# ramsa wr 8112 question



## cbg1 (Mar 27, 2012)

last night my mixer became an issue for me. i heard what sounded like a scratchy pot and then no sound,then one by one the clip led's on each channel came on.

i did a bit of searching and there is mention of capacitor issues making that kind of sound, but they don't say which ones.
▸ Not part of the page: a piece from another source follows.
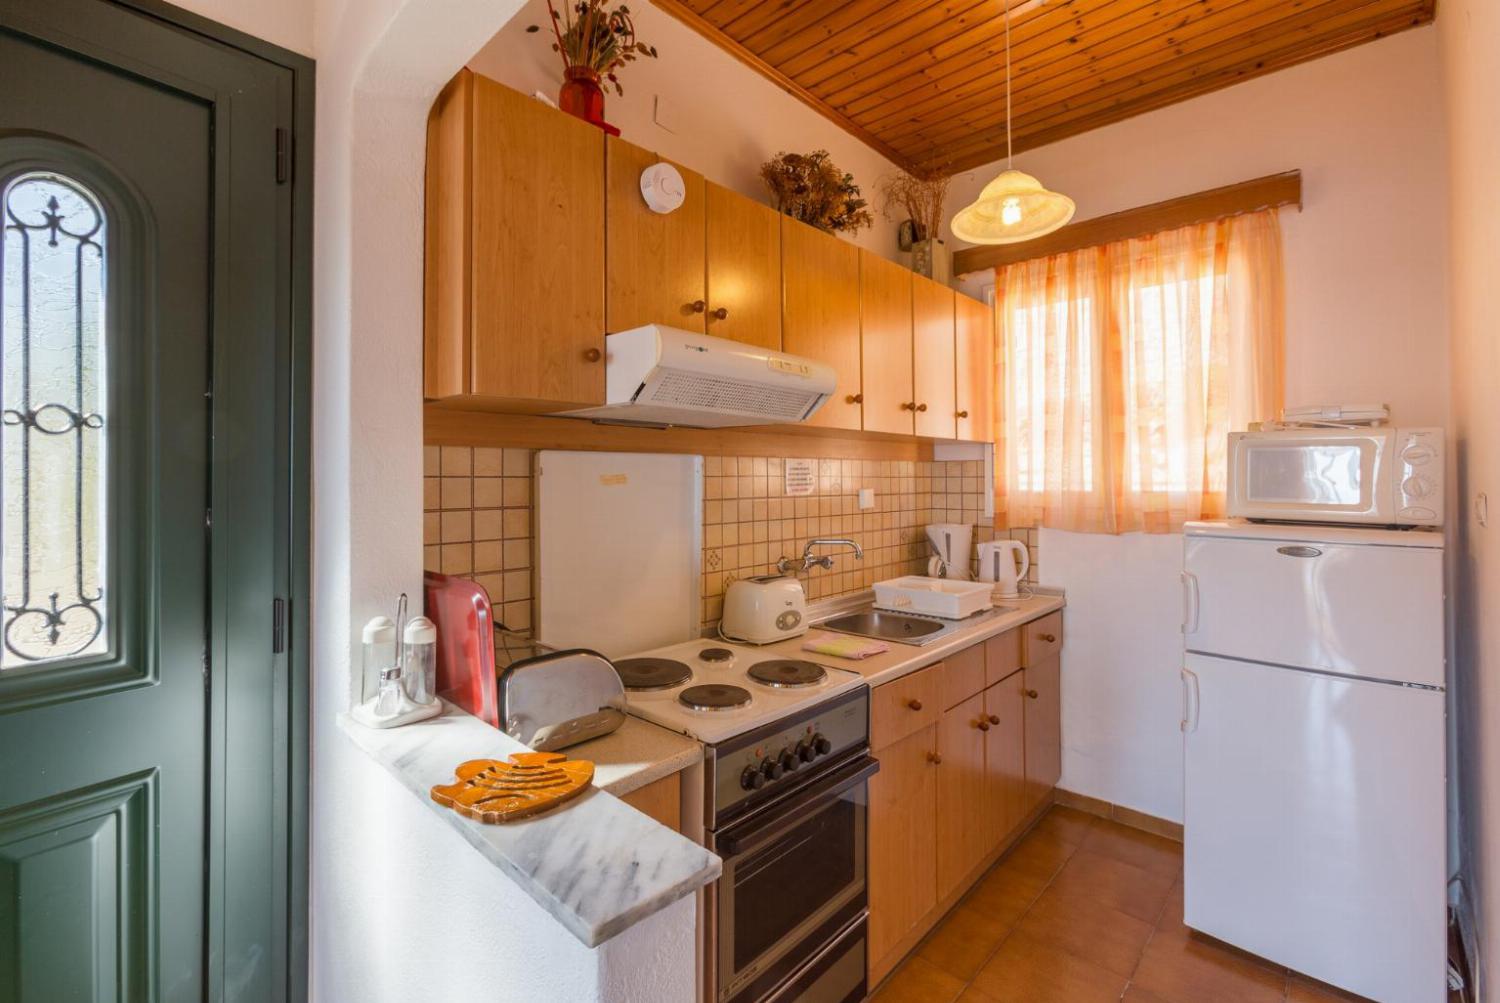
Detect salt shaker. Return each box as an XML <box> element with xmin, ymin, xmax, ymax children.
<box><xmin>402</xmin><ymin>616</ymin><xmax>437</xmax><ymax>706</ymax></box>
<box><xmin>360</xmin><ymin>616</ymin><xmax>397</xmax><ymax>705</ymax></box>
i am hoping that some one might have a bit of insight into this particular console before i open it up.


thanks
ets


----------



## ronmac (Sep 22, 2006)

My guess is that you have a power supply issue.


----------



## dtsaudio (Apr 15, 2009)

Since all the channels seem to be affected I would suspect the power supply. Looking at the schematic, I see 25V caps with 22.5V on them. These would be the first place to look. Check the +/-15V power supplies to the opamps. Chances are that's where the issue is.


----------



## cbg1 (Mar 27, 2012)

pm sent and you have answered my second question, thanks



dtsaudio said:


> Since all the channels seem to be affected I would suspect the power supply. Looking at the schematic, I see 25V caps with 22.5V on them. These would be the first place to look. Check the +/-15V power supplies to the opamps. Chances are that's where the issue is.


----------



## cbg1 (Mar 27, 2012)

capacitors C717 and C718 if i understand correctly. check the voltage between E and +15 , -15.

i will look inside and see what i can do without causing further harm


thanks


----------



## jb welder (Sep 14, 2010)

For anyone wanting to follow along from home, the service manual is available here:
http://elektrotanya.com/ramsa_wr-8112_wr-8118_sm.pdf/download.html
Wait until "get manual" appears under the document preview , then click on "get manual".


----------



## Church-Audio (Sep 27, 2014)

start with unloaded voltages from the power supply are they correct? if not you have shorted caps. Invest in an esr meter and start checking them one by one. Compare the esr of like branded and valued caps to make sure they are all the same. Anything really high should be replaced. Thats the quick way to do it when I work on consoles thats how I fix them fast. Or you can simply replace all the caps. That can be a big job. I had to do a Yamaha PM 3000 56 channel console once it took me weeks to finish and cost $1000's of dollars to do.


----------



## elam (Oct 6, 2015)

Hi folks,
I got the exact same problem here. I'm a noob in electronics. I already changed the biggest capacitors (c706, c713, c714, c717, c718). I was sure it would do the trick as one of them have been damaged (knocked) during the shipping of the mixer (but the mixer was working fine). No luck. I got a basic digital multimeter (with AC,DC, Ohm, diode and transistor reading, no ESR ;-() my goal was to determine the faulty one with it. 

I'm stuck here : 
1-When you check the voltage btw. +15, -15, E what are you supposed tho read (DC?)
2-Is it a way to check the remaining capacitor "in circuit" or do I have to desolder all of them to be able to do it with the multimeter I have ? This board is b^&*tch to work on. Especially the power supply. 
Any help would be GREATLY appreciated.


----------



## cbg1 (Mar 27, 2012)

i took my board to dan santoni dtsaudio on this forum...........there was a bit more than capacitors involved iirc

he may be able to give you some insight as to what he found.

i am handy enough with a soldering iron and a meter but when i looked inside i realized that i would do more harm than good.

good luck


----------



## elam (Oct 6, 2015)

Damned! Thanks for your answer cbg1. I'm in NYC so there's no way I can bring it to him. But I'll definitely contact him. Thanks again. Check your PM.


----------



## elam (Oct 6, 2015)

My problem was fix, with the help of the great Dan Santoni (DTSaudio) @ Blackdogaudio. It's definitely a power supply issue. Send your board to him if needed, he knows what he's doing and will put it back to life. A knowledgeable and generous dude and a good man on top of that...


----------